Da quest’anno il Leone di Muggia diviene un premio nazionale. Il numero dei lavori presentati rispecchia nel modo più eloquente il successo che ha accolto questa innovazione: sono giunte alla giuria ben 280 raccolte di poesia e circa 180 racconti. Scorrendo l’elenco dei premiati si ha l’immediata percezione di una geografia che copre tutta l’Italia: dall’Aquila a Salerno, da Genova a Foggia, da Pordenone a Trieste. A questa molteplicità di voci e di luoghi, si aggiunge una molteplicità di stili, di temi, di forme espressive. I giurati hanno avuto l’impressione qualche volta di attraversare tutta la storia della letteratura del Novecento. Non è dunque vero quello che molti maligni dicono: e cioè che nessuno legge più, soprattutto quelli che scrivono. Molti dei lavori arrivati per il premio dimostrano invece una ricca formazione letteraria e una raffinata capacità di giocare con la tradizione: non per ripeterla, ma per rinnovarla e farne sentire gli echi all’interno di una musica nuova. La qualità del premio si è dunque confermata sul piano della qualità oltre che della quantità.

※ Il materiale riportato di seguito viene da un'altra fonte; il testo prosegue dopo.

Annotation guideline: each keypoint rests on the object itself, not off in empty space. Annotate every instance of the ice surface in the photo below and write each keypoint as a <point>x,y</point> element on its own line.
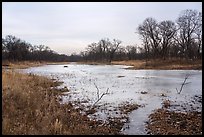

E’ importante notare anche un altro aspetto delle opere inviate alla giuria. Una parte dei racconti o delle raccolte poetiche inviate forse non raggiungono l’equilibrio formale della scrittura professionistica: ma probabilmente non intendevano neppure proporsi come opere letterarie. Il loro intento era diverso, e forse più nobile: quello di rendere una testimonianza. Nel leggere molti testi è stato impossibile non provare una profonda commozione di fronte a memorie ed esperienze di vita che avevano un pieno valore in se stesse, al di là della loro traduzione in scrittura.
Mi riferisco – per fare qualche esempio – a liriche e a racconti sull’esodo dall’Istria, sulla tragedia delle deportazioni naziste, o – meno drammaticamente – sull’Italia del dopoguerra, su memorie familiari, e soprattutto sull’eredità lasciata dagli eroi comuni della quotidianità: eroi che spesso passano inosservati alla grande storia, alla cronaca, e perfino a noi, che li scopriamo solo quando sono scomparsi o sono lontani: i nostri padri, le nostre madri, i nostri fratelli, i nostri amici. Nei due scatoloni in cui l’efficientissima Barbara Favretto aveva raccolto gli elaborati da giudicare, c’era insomma un tesoro non solo di carta ma di vita, non solo di parole ma di umanità.
E’ questo senso sacro della parola, della memoria, della scrittura che i partecipanti al Leone di Muggia hanno donato e ricordato ai giurati. Un premio ideale, e non meno importante di quelli che oggi sono assegnati, va dunque a questa ampia comunità di scrittori, capaci di proporre un’immagine dell’Italia più nobile, alta, e toccante di quella che la cronaca sembra trasmettere ogni giorno. Leggendo i testi mandati per il Leone di Muggia mi sentito orgoglioso di essere italiano: non so se sia un miracolo, ma ci si avvicina: ed è certo il segno più fausto per l’avvenire di un premio che oggi più che mai dimostra di saper unire il piccolo e il grande, il locale e il nazionale, la letteratura e la vita.